13 Responses to And Pay No Attention To Those Parking Meters

  1. Wally Conger May 1, 2011 at 1:57 pm #

    Unfortunately, this song is a smudge on my favorite animated Disney movie EVER. 🙁

    • Roderick May 1, 2011 at 2:19 pm #

      Hey Wally! Long time no see. (Or read, I guess.)

  2. Charles H. May 1, 2011 at 3:43 pm #

    Unless it’s intended as satire.

    • Roderick May 1, 2011 at 4:29 pm #

      Fucking vomit! The challenger wins. 🙁

  3. Gene Callahan May 1, 2011 at 4:36 pm #

    Not very libertarian. But a realistic depiction (at the level of a children’s song) of human nature.

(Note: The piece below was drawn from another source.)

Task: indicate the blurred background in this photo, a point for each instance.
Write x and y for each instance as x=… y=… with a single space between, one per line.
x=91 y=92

There are then two responses: the realist sees that most people like and feel a need to have leaders, and tries to prevent the worst abuses made possible by that reality. The utopian decides that human nature can be changed and the “new libertarian man” will no longer get in that line and follow.

    • JOR May 1, 2011 at 6:09 pm #

      …the realist sees that most people like and feel a need to have leaders, and tries to prevent the worst abuses made possible by that reality…

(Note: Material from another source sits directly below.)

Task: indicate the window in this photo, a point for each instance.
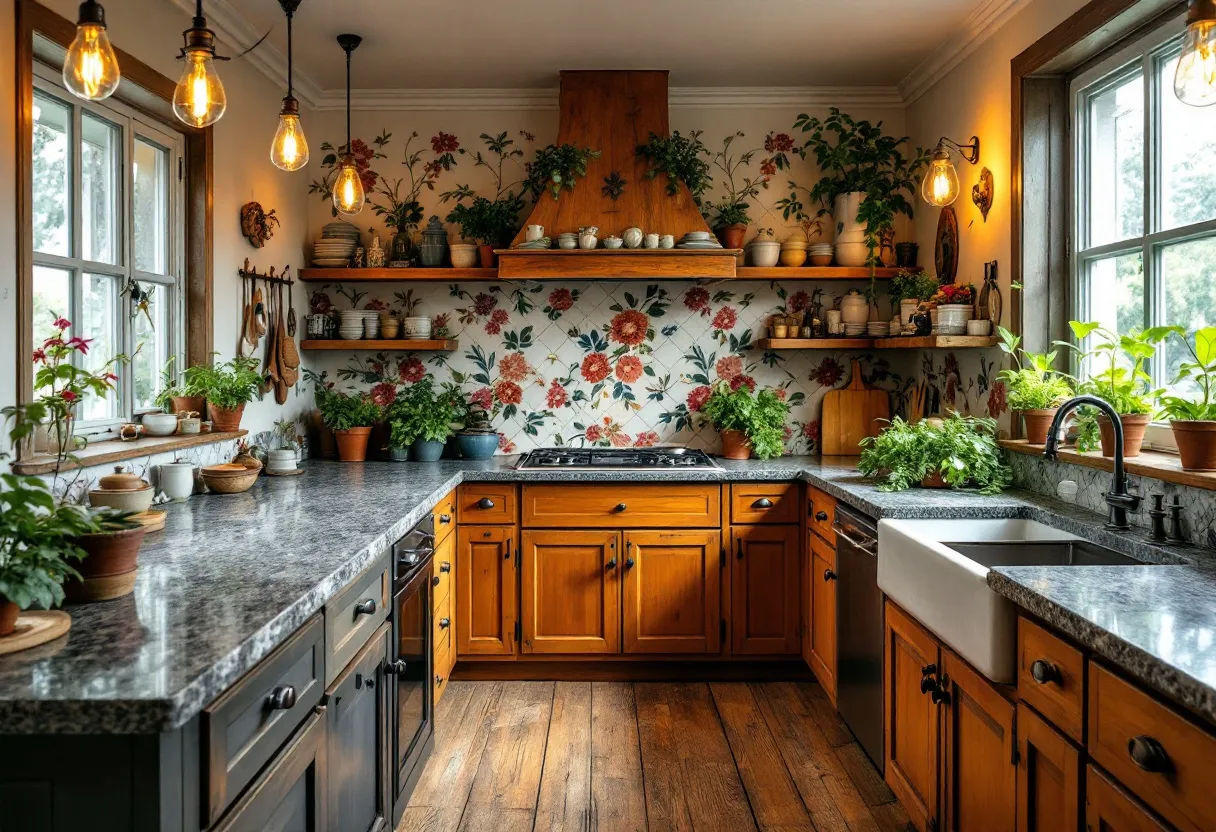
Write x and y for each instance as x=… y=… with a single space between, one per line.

      A true realist would see this for the utopian self-worship that it is, and just abuse that reality in accordance with their own circumstances and human nature.

    • crossofcrimson May 2, 2011 at 9:39 am #

      “The utopian decides that human nature can be changed and the “new libertarian man” will no longer get in that line and follow.”

      Gene – I think the proper distinction is that these libertarian “utopians” believe that people shouldn’t be beaten into getting in such lines…..not that such lines shouldn’t exist at all. But you were once a libertarian-oriented guy so you already knew this…..

  4. Jesse Walker May 1, 2011 at 6:14 pm #

    Then there’s this song (which I rather like).

  5. Brian Pringle May 1, 2011 at 7:41 pm #

    Unless the leader happens to be Rand or Mises – then many libertarians are quite willing to leave their brains behind and follow. Or if the leader happens to be one’s employer or shareholder. Rothbard was certainly in favor of social inequalities, though he never seemed to really care about the problem of power as long as the power wasn’t called “government.”

    • Jayson Virissimo May 3, 2011 at 5:32 pm #

      Liberalism (libertarianism as Americans like to call it) has never been against choosing a leader for yourself. It has been against choosing a leader for someone else.

  6. Bolter Wlack May 1, 2011 at 7:50 pm #

    But Roderick, surely this doesn’t violate the Non-aggression Principle(TM) – the Lost Boys don’t seem to be coerced in any way, therefore for libertarians, blindly following leaders who seem to have no regard for the safety of their followers (and are clueless about the path they’re on) is perfectly acceptable! I’m afraid your libertine leftist intuitions are gravely mistaken and have led you astray from the tr00 libertarian position!